Personally, now and even if I was single, the presence of this type of decal on a vehicle would mean the guy owning the vehicle would not be worth dating, nor would he even be worth talking to.

I really have no time for men who don’t hold women to the same level of respect they might other men, and although the boys plastering their vehicles with such sentiments might not see it that way I can’t help but assume that any proud woman would.

When it comes to the objectification of women in this manner, I can’t help but wonder if the individuals who hold these views, also look this judgmentally in other areas, such as race, religion, disabilities, or even animals.

After all, it is said a measure of a civilization is how it treats its weakest members, so if it treats its strong proud and intelligent women like nothing more than meat, what hope does the rest of civilization have?

Honestly? Not much, especially when you take into account how many women are contributing to these sexist views by portraying themselves as nothing more than meat.

From Nicky Minaj and her pathetic song “Anaconda”, as well as Jennifer Lopez’sBooty(featuring Iggy Azalea), these songs and even more so music videos are hurting the great strives equality has made in the past.

Now don’t get me wrong, women have the right to do whatever they want with their bodies, but when you portray yourself as a role model and something pop cultural should idolize, do we want it to be for your big ass and lack of talent?

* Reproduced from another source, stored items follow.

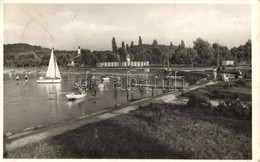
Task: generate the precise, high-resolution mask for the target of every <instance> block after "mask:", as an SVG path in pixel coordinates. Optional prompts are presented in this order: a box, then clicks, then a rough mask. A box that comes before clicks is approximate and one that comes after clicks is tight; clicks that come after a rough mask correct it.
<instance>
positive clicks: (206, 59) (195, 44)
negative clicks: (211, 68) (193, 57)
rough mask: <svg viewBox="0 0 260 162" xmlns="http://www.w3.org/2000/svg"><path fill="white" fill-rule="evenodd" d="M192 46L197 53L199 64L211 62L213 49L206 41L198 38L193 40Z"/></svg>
mask: <svg viewBox="0 0 260 162" xmlns="http://www.w3.org/2000/svg"><path fill="white" fill-rule="evenodd" d="M193 44H194V46H193V48H194V49H195V50H196V51H197V53H198V61H199V63H200V64H201V65H206V64H208V65H209V64H210V65H211V64H212V57H213V51H214V49H213V48H212V47H211V46H210V44H209V43H208V42H207V41H204V40H203V39H201V38H198V39H197V40H196V41H194V42H193Z"/></svg>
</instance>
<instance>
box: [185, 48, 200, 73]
mask: <svg viewBox="0 0 260 162" xmlns="http://www.w3.org/2000/svg"><path fill="white" fill-rule="evenodd" d="M187 54H188V57H189V59H190V64H191V68H193V62H194V60H195V58H196V57H197V56H198V53H197V51H195V50H194V49H193V48H187Z"/></svg>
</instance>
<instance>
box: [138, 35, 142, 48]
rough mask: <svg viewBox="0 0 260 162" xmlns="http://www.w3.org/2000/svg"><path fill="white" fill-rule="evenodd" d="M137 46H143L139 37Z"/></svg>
mask: <svg viewBox="0 0 260 162" xmlns="http://www.w3.org/2000/svg"><path fill="white" fill-rule="evenodd" d="M138 45H139V46H142V45H143V42H142V38H141V36H139V40H138Z"/></svg>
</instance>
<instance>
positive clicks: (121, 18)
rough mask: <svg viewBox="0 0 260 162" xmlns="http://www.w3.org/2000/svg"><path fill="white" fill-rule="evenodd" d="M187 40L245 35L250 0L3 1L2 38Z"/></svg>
mask: <svg viewBox="0 0 260 162" xmlns="http://www.w3.org/2000/svg"><path fill="white" fill-rule="evenodd" d="M139 36H141V37H142V41H143V43H145V44H151V43H152V42H153V40H154V39H157V41H158V43H159V44H165V45H169V44H170V42H173V44H174V45H178V44H180V42H181V40H183V41H184V42H185V45H186V46H187V47H192V46H193V41H195V40H196V39H197V38H198V37H200V38H202V39H203V40H206V41H208V42H209V43H211V44H212V43H215V42H218V43H219V44H221V45H225V46H227V47H228V48H232V47H233V46H239V45H241V44H245V42H246V41H247V40H248V39H250V37H251V7H250V4H4V44H12V43H28V44H31V45H39V46H44V47H48V48H51V47H54V48H55V49H60V50H76V49H77V48H78V46H81V48H85V49H90V50H111V48H112V45H111V41H112V38H113V37H115V38H116V42H117V46H118V47H120V46H121V42H122V41H124V42H125V43H126V44H130V43H131V41H134V44H138V37H139Z"/></svg>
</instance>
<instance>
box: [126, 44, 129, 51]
mask: <svg viewBox="0 0 260 162" xmlns="http://www.w3.org/2000/svg"><path fill="white" fill-rule="evenodd" d="M126 51H127V52H129V45H128V44H126Z"/></svg>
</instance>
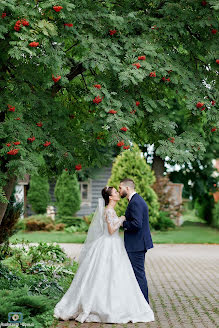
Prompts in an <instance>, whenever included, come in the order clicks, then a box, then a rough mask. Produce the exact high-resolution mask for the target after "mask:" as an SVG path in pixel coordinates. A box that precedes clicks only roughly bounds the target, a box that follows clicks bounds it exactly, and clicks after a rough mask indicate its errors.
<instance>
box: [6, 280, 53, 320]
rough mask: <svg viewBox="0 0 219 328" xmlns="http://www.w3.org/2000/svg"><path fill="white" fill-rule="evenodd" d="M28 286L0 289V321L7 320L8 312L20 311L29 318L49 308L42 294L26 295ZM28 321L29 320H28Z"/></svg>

The hypocrisy of it all is that these women, and others who do the same thing, hold themselves up high and declare themselves strong women, and sometimes society agrees, all while looking down on other women (strippers) who essentially do the exact same thing just for a lot less money and a lot fewer people.

Please don’t take this the wrong way as I have the utmost respect for women who decide to take this route out of the mind frame that they have no other options, but how can we as women ask men to take us serious, to not look at us as objects, and to not portray such low views of us to the world when we will not do the same thing?

It’s one thing to be a sexy strong woman, it’s another thing to objectify yourself and I feel women today are beginning to lose grasp on what these differences are.

If we want men, boys, and girls growing up to see the strength that is the female mind and body, we must show them those strengths, and not just our skin.

The emotional, sexual, and psychological stereotyping of females begins when the doctor says: “It’s a girl.”